The company says it will also alert a teen user when they are chatting with someone who may be in a different country, as sextortion scammers often provide false information about where they live to mislead teens.

In July, Meta said it removed over 60k accounts linked to sextortion scams on Instagram, all of which were based in Nigeria. However, the company added that the perpetrators “targeted primarily adult men in the US.”

To help cut scammers off from targeting potential victims, Meta is also removing “scammy” accounts' ability to see lists of accounts that have "liked" someone’s post, photos they have been tagged in, or other accounts that have been tagged in their photos.

And soon, Meta says it will no longer allow users to directly screenshot or screen record ephemeral images or videos sent in private messages, and will remove the “view once” or “allow replay” options for images or videos on the app's web version.

The tech giant launched its first major expansion of sextortion safety features last spring -- two months after CEO Mark Zuckerberg was forced by U.S. lawmakers to apologize to parents who had lost children to sexploitation on Meta's apps.

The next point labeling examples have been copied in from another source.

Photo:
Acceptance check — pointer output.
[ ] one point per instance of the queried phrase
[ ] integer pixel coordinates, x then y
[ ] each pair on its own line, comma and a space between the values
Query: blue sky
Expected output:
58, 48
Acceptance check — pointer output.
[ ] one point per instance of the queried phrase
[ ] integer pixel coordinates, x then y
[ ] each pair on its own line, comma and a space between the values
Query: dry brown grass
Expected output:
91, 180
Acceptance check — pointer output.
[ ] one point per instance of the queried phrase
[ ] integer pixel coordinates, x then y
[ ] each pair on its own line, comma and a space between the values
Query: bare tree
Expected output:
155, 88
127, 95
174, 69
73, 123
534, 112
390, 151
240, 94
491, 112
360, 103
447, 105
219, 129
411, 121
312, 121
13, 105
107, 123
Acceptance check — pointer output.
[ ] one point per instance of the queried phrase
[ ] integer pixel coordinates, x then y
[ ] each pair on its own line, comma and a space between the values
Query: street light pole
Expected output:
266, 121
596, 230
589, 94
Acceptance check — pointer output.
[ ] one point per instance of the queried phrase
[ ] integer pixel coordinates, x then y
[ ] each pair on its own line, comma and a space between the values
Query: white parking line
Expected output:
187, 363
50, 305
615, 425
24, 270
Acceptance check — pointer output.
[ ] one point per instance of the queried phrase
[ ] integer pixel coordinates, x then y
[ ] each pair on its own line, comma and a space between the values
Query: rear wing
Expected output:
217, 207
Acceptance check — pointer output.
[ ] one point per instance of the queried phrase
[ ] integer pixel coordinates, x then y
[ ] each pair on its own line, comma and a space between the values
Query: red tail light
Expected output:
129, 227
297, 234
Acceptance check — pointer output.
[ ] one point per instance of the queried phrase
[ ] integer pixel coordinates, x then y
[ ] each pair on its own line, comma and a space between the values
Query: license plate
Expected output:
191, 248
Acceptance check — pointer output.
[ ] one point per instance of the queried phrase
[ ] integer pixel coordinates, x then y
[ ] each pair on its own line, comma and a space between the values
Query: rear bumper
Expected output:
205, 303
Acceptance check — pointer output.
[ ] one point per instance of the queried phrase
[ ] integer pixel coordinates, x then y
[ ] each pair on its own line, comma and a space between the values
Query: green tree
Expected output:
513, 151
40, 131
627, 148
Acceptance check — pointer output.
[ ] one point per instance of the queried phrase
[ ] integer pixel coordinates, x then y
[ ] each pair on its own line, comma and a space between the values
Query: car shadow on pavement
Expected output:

Some advocates for child safety criticized the company's apps, highlighting the company's failures to protect children from predators and sexual exploitation on their apps.

However, despite the introduction of more tools to help protect younger users from falling victim to various forms of intimate image abuse and predatory behavior, teens are receiving recommendations for sexually explicit content.

A recent report by The Wall Street Journal found that Instagram was recommending sexual content in the form of Reels to 13-year-old users who appeared interested in “racy content.”

The company says it is now rolling out tools that it first announced last spring, which may prove to have greater impact in the coming months.